Redeeming your deposit on aluminum, glass and plastic beverage containers just got harder. rePlanet, a recycling company with four locations in Monterey County, shuttered its 284 recycling centers and processing facilities effective Aug. 5.
“I’m really shocked that they went out of business – there’s a real need for it,” says Jim Barsi, owner of Barsi Liquors in Watsonville and landlord of an adjacent rePlanet location. “They ran a good operation – kept their center clean, and helped clean the area up.”
rePlanet, which closed 191 recycling centers in 2016, operated locations where residents could redeem their California Redemption Value (CRV), a 5 – or 10-cent fee levied on eligible beverage containers to encourage recycling. According to Lance Klug, a spokesperson for CalRecycle, the state recycled approximately 76 percent of the 24 billion beverage containers sold in 2018, in large part due to CRV-redemption locations like the ones operated by rePlanet, which handled 18 percent of the state’s low-volume recycling market.
“They pay a nickel or a dime per beverage can, and sell it on the scrap markets,” Klug says. “But the low cost of oil and raw materials has made the market for plastics much more attractive, and the issue with exporting plastics has sent the price for recyclable commodities significantly down.”

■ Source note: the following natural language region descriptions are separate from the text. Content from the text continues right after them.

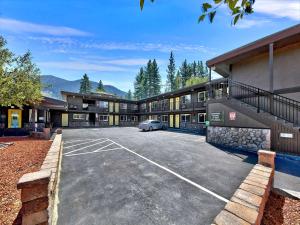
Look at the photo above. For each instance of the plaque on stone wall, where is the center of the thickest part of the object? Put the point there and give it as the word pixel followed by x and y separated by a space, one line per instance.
pixel 217 117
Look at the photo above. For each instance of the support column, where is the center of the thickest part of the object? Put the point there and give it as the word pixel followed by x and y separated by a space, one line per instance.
pixel 271 76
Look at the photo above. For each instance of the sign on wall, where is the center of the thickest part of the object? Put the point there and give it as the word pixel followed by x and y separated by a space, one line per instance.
pixel 232 115
pixel 216 117
pixel 286 135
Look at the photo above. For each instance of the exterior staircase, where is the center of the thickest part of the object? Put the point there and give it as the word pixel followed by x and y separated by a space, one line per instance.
pixel 273 111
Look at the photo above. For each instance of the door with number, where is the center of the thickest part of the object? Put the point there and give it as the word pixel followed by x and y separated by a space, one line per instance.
pixel 111 120
pixel 116 120
pixel 64 119
pixel 177 121
pixel 171 121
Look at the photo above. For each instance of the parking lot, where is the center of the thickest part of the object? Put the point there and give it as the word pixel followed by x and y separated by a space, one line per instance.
pixel 124 176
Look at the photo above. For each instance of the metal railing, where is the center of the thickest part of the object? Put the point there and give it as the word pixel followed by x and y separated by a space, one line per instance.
pixel 264 101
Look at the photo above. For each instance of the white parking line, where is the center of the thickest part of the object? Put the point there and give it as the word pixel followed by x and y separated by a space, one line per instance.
pixel 175 174
pixel 97 150
pixel 76 150
pixel 70 146
pixel 84 153
pixel 68 142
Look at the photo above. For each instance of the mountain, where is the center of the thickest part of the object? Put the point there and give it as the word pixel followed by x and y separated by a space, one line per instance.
pixel 53 86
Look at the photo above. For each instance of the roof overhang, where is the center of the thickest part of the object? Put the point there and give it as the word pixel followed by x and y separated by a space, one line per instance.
pixel 221 64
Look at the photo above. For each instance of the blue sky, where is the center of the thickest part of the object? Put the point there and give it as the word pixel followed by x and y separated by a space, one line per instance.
pixel 111 40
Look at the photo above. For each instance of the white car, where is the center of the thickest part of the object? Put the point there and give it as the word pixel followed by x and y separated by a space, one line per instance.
pixel 150 125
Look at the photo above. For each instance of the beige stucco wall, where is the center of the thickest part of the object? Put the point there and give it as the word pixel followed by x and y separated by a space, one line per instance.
pixel 255 71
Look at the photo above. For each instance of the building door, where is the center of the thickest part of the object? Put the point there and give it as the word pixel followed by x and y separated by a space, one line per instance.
pixel 177 121
pixel 171 121
pixel 117 106
pixel 177 100
pixel 64 119
pixel 116 120
pixel 14 118
pixel 171 104
pixel 111 107
pixel 111 120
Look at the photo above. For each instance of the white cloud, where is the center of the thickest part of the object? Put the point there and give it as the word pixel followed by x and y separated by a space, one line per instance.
pixel 279 8
pixel 81 66
pixel 248 23
pixel 18 26
pixel 161 47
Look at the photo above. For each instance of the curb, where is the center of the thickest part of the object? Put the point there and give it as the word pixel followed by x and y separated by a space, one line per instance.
pixel 248 202
pixel 38 189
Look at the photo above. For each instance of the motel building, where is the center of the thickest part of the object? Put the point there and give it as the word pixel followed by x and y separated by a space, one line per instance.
pixel 256 105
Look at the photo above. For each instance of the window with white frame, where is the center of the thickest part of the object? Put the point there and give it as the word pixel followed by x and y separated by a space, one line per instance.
pixel 77 116
pixel 134 118
pixel 123 118
pixel 202 96
pixel 103 118
pixel 165 118
pixel 201 117
pixel 123 106
pixel 135 107
pixel 186 99
pixel 103 104
pixel 185 118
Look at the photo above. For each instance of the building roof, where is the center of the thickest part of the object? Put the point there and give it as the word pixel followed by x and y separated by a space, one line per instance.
pixel 100 96
pixel 280 39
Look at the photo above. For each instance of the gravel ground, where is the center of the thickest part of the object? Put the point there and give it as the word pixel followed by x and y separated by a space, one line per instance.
pixel 281 210
pixel 24 156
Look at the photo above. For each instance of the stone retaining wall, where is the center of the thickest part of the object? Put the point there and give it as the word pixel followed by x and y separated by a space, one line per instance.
pixel 248 202
pixel 240 138
pixel 38 188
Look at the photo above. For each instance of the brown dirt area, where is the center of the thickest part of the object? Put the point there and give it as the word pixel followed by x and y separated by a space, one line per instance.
pixel 24 156
pixel 281 210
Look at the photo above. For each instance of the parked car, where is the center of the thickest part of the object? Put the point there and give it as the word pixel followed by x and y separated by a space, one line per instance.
pixel 150 125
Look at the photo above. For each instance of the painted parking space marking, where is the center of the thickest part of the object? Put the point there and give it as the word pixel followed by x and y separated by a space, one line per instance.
pixel 79 149
pixel 109 144
pixel 175 174
pixel 78 140
pixel 81 143
pixel 85 153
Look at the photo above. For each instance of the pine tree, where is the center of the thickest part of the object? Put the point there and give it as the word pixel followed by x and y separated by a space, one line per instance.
pixel 100 87
pixel 193 69
pixel 171 70
pixel 85 85
pixel 129 95
pixel 139 85
pixel 185 72
pixel 178 81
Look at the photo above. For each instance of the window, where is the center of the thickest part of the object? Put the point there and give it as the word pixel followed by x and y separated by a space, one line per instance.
pixel 135 107
pixel 218 93
pixel 103 105
pixel 103 118
pixel 134 118
pixel 202 96
pixel 185 118
pixel 186 99
pixel 201 117
pixel 80 116
pixel 123 118
pixel 123 106
pixel 164 118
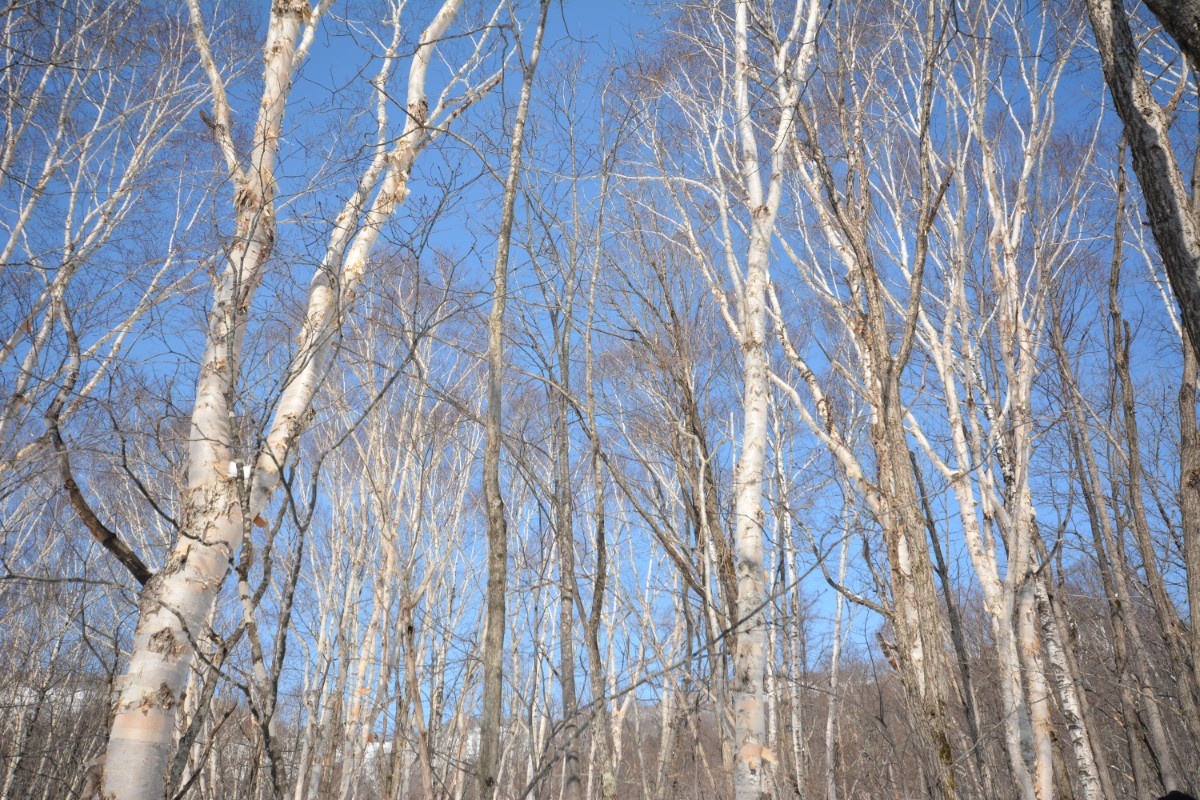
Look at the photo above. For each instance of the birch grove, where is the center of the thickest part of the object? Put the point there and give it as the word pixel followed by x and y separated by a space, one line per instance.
pixel 735 398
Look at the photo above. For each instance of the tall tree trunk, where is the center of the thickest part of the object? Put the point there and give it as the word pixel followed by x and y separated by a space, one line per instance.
pixel 497 525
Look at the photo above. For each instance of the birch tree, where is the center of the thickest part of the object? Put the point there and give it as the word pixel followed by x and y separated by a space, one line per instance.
pixel 229 482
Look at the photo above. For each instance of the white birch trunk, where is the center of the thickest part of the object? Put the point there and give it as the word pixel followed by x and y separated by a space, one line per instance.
pixel 225 495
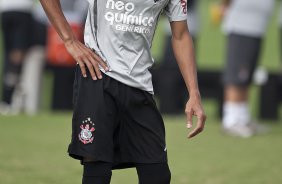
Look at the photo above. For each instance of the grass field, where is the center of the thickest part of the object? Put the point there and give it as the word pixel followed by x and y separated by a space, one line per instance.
pixel 33 151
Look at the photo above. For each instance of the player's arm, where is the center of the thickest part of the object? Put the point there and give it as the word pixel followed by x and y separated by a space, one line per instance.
pixel 83 55
pixel 184 53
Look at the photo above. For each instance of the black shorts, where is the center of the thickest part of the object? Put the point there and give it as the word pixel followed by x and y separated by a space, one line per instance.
pixel 115 123
pixel 242 57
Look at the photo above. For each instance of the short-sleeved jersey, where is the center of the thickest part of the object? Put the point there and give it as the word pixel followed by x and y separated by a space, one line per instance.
pixel 121 33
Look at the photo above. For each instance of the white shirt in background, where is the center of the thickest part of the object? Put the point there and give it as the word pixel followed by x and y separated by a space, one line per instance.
pixel 248 17
pixel 16 5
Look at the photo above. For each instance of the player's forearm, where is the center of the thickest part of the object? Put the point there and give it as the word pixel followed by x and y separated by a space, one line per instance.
pixel 55 14
pixel 184 53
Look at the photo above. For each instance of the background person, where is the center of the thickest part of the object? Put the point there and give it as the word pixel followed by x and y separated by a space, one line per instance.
pixel 245 24
pixel 16 23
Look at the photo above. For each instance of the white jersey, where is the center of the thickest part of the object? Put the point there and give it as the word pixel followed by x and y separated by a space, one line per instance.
pixel 192 19
pixel 248 17
pixel 16 5
pixel 121 33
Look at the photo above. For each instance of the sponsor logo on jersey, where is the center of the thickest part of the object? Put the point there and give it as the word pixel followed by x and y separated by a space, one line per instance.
pixel 86 134
pixel 125 20
pixel 184 6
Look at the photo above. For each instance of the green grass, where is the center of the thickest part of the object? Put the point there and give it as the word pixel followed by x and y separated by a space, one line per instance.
pixel 33 151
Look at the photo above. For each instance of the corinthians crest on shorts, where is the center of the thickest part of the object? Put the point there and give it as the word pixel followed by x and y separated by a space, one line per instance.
pixel 86 134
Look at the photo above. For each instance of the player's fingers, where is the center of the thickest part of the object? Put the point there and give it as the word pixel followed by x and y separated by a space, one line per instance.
pixel 100 61
pixel 97 70
pixel 95 66
pixel 189 116
pixel 82 68
pixel 200 125
pixel 90 68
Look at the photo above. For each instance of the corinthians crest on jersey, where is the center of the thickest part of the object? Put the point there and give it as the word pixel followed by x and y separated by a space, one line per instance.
pixel 86 134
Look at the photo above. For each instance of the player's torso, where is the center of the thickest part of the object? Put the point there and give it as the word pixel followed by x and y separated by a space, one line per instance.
pixel 134 16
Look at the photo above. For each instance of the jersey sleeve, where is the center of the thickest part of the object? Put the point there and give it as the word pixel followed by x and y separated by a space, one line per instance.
pixel 176 10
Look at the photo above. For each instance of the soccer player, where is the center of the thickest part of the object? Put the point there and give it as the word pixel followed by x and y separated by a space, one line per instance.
pixel 116 123
pixel 245 24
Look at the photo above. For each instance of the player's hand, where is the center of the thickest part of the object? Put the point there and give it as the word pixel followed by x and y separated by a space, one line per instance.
pixel 194 108
pixel 85 57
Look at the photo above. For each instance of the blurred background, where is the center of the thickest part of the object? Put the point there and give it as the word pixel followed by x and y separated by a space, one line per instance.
pixel 36 100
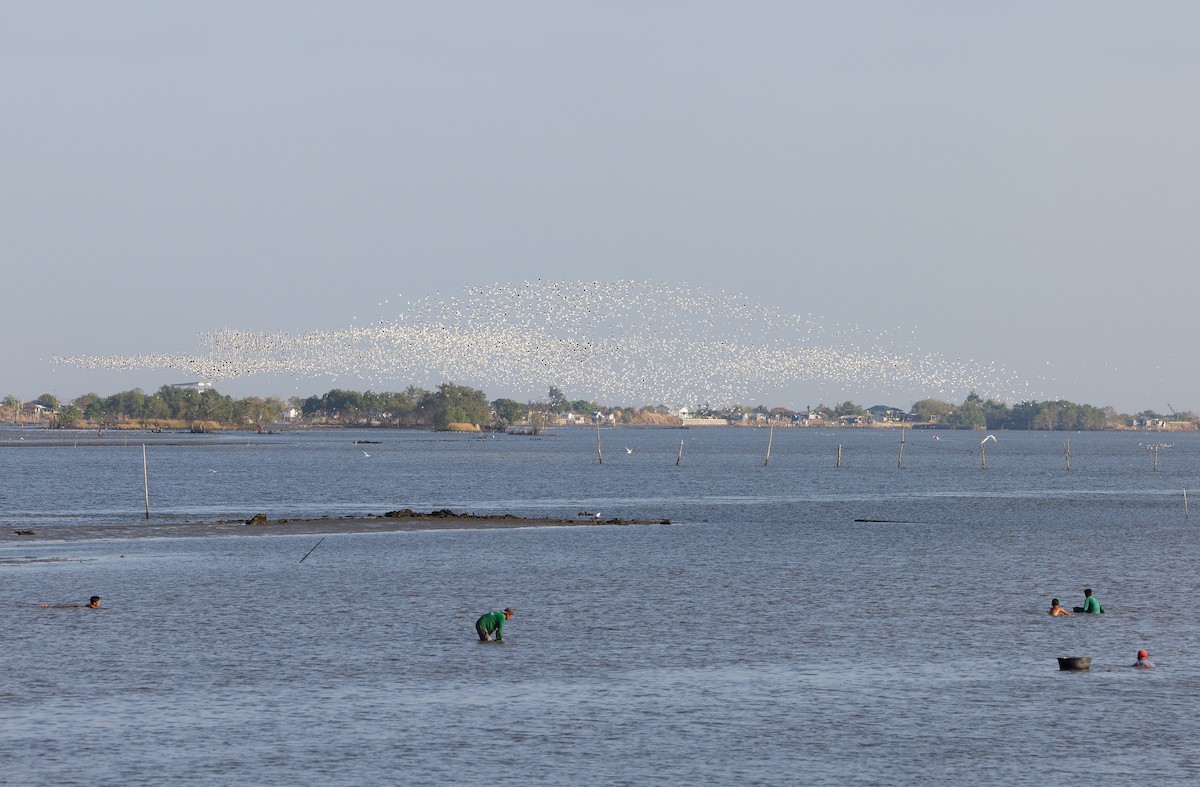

In years past, companies like rePlanet would collect recyclables, pay out the CRV deposit, then sell the scrap to countries like China – until 2017, when China issued regulations on the import of foreign recyclables that essentially eliminated the market.
In a press release, rePlanet cited “the depressed pricing of recycled aluminum and PET plastic, the rise in operating costs resulting from minimum wage increases and required health and workers compensation insurance” as reasons for its closing.
Even without the rePlanet locations – three in Watsonville and one in Salinas – there are 15 recycling centers and more than 50 retailers in Monterey County where residents can still redeem their CRV.